Taux réel à 10 ans américain: -1%!
Au début du mois d’août, le taux américain à 10 ans est tombé à 0,50%, soit son point le plus bas si l’on exclut les problèmes de liquidités du début du mois de mars. Depuis la mi-juin, la hausse du nombre de cas de coronavirus aux États-Unis a provoqué une baisse constante à partir du niveau de 0,80%. À première vue, il s’agissait encore d’un mouvement modéré. Il y avait cependant d’autres problèmes sous-jacents.
Pour présenter les choses simplement, le taux nominal se compose de la somme d’une composante d’intérêt réelle et des prévisions d’inflation. Cette composante réelle englobe des attentes en matière de croissance et de productivité et de politique monétaire, mais aussi une prime de risque de crédit ou une valeur temps. Intuitivement, la somme des constituants de la composante réelle est positive. Mais la pratique ne suit pas toujours. En 2012/2013, le taux d’intérêt réel américain à 10 ans était déjà tombé en dessous de zéro: à l’époque, la politique (de liquidités) extrêmement généreuse de la banque centrale américaine, qui visait à soutenir l’économie en déclin, avait absorbé toutes les primes (de risque) contenues dans les taux à long terme et avait poussé les taux réels à -1%. Cette année, la pandémie provoque une répétition de ce scénario. La première vague de contaminations et les actions de la Réserve fédérale ont fait tomber le taux d’intérêt réel des valeurs légèrement positives du début de l’année vers les -0,50%. À présent, la deuxième vague de coronavirus aux États-Unis et l’ajustement des prévisions monétaires (des taux bas pendant encore plus longtemps, des liquidités pour tout le monde) et économiques (un double creux?!) ont poussé les taux réels à -1,08%! Et la différence entre les taux réels (en baisse) et les taux nominaux? Elle se retrouve dans les prévisions d’inflation. Celles-ci ont augmenté d’environ 35 points de base. Cela s’explique par le fait qu’à terme, la création monétaire et les mesures fiscales inédites auront un effet inflationniste. La baisse des taux réels et la hausse des prévisions d’inflation suggèrent donc que le marché s’attend à un scénario de stagflation. Ce phénomène difficile à combattre est une combinaison de faible croissance, de chômage élevé et d’inflation élevée. Il convient cependant de nuancer le tableau, car avec un taux d’inflation actuel de 0,9% sur une base annuelle, la condition d’inflation élevée est encore loin d’être remplie…
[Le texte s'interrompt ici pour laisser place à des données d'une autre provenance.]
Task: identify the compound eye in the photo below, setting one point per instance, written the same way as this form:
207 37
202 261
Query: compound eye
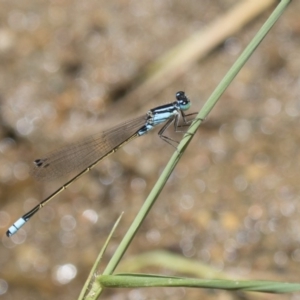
180 95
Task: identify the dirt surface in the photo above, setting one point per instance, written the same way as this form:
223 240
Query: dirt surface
233 201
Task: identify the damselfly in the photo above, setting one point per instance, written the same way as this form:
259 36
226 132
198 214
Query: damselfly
82 156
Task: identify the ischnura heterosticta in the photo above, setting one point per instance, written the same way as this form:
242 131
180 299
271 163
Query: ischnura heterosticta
84 155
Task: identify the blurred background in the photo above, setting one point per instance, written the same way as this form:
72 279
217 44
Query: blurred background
73 68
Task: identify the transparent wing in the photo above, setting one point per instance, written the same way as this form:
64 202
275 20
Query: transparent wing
82 154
La forte baisse des taux réels américains a également affecté d’autres marchés – en particulier le marché des changes et du dollar. De fait, le billet vert a perdu du terrain sur tous les fronts et a plongé sous les niveaux de la mi-mars. Sur une base commerciale, la devise touche aux planchers récents autour de 92,50. Ce sont là des cours qui n’ont plus été vus depuis mi-2018. L’EUR/USD s’est éloigné du niveau de résistance de 1,1495 et oscille environ entre 1,1750 et 1,19 depuis le début du mois. La partie supérieure de cette bande est maintenant sous pression. En cas de rupture, le vide (technique) atteint 1,21 EUR/USD. Le niveau de référence technique majeur suivant ne se situe qu’aux alentours de 1,25. Enfin, un autre segment de marché en ébullition à la suite de la baisse des taux réels américains est celui de l’or. Le métal jaune est considéré comme une couverture stratégique dans le scénario catastrophe susmentionné. C’est ainsi qu’il a dépassé les cours record de fin 2011 et a même franchi la barre des 2 000 dollars l’once.